These are not keyword-stuffing signals. They are entity-disambiguation signals. An LLM asked about "Brooklyn" has to decide whether the user means the NYC borough, a brand name, or a different Brooklyn (Ohio has one). Area codes, ZIPs, and subway landmarks resolve that instantly.

Step 6 — Publish One Pillar Article, Then Support It

The highest-leverage move is a single 2,000-3,000 word pillar article that answers your most-searched borough-plus-niche question with total thoroughness. For a Park Slope pediatric dentist: "Complete Guide to Pediatric Dental Care in Park Slope: Finding the Right Dentist for Your Child in Brooklyn 11215."

Structure:

  1. Direct answer to the headline question in the first 100 words — LLMs prefer pages that answer before they explain
  2. Entity-definition paragraph with all the extractable facts (as in Step 3)
  3. FAQ section with 8-12 specific questions, each with a direct 50-150 word answer
  4. Cost breakdown table with NYC-specific numbers (insurance co-pays, self-pay ranges, Medicaid coverage reality)
  5. Comparison table where it applies — which MCOs cover what, which subway lines reach you, which neighborhoods are within your service radius
  6. Borough signals (ZIPs, area codes, subway lines, language coverage) woven throughout naturally
  7. Full schema in the head and markdown twin published at /md/pillar-slug.md

Then support that pillar with 4-6 shorter posts that link into it, each targeting one long-tail query from your list.

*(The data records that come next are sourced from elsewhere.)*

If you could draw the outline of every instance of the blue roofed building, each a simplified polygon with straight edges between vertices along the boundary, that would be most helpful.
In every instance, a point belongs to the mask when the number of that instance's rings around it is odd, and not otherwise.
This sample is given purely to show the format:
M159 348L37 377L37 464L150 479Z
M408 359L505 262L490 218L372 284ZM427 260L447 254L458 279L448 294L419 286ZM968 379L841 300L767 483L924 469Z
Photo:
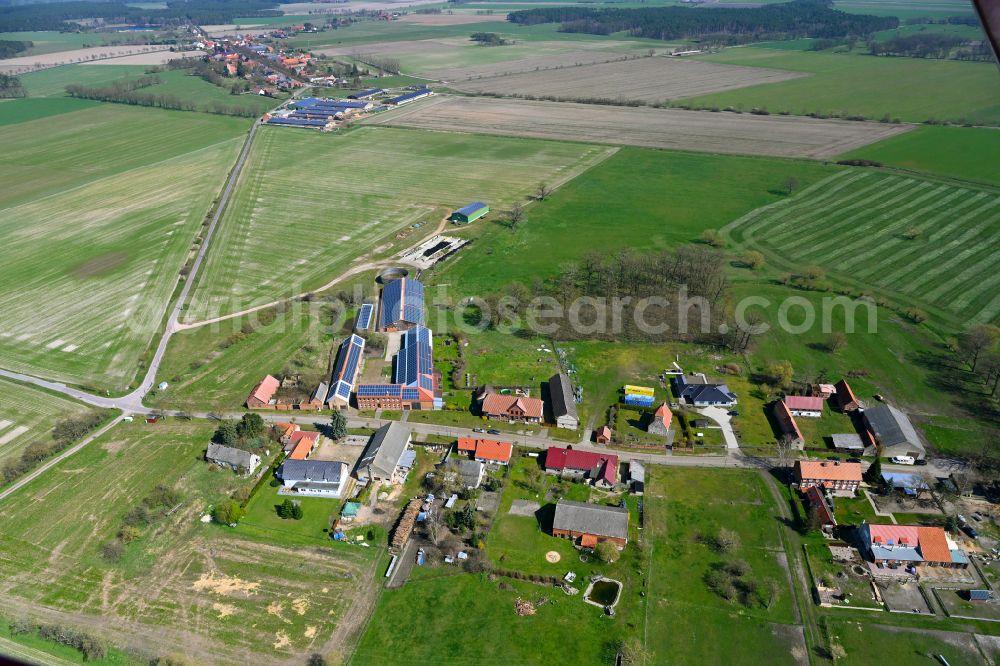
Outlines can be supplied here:
M424 324L424 285L399 278L382 287L379 330L405 331Z
M333 375L330 377L330 392L326 396L326 404L331 409L342 409L350 405L351 391L361 373L364 352L365 339L360 335L351 335L340 343Z
M455 224L469 224L475 222L486 213L490 212L490 207L482 201L473 201L468 206L463 206L451 214L451 221Z
M358 386L359 409L441 409L441 376L434 368L434 335L415 326L403 334L392 383Z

This is how citation density compounds. "Emergency pediatric dental Park Slope after hours" gets its own 800-word post linking into the pillar. So does "Medicaid pediatric dentist Brooklyn 11215."

Step 7 — Monitor Weekly, Iterate Monthly

AEO is not fire-and-forget. LLMs retrain and re-index continuously, and citation patterns shift. Re-run your 20-30 queries across ChatGPT, Perplexity, Gemini and Claude every seven days. Track:

  • Which of your pages got cited, and for which query
  • Which queries you still do not appear on
  • Which competitors gained or lost citations
  • Which national brands are starting to lose ground to your local content

Iterate the pillar article monthly based on what the data shows. Citation share moves faster than Google rank share once you start winning.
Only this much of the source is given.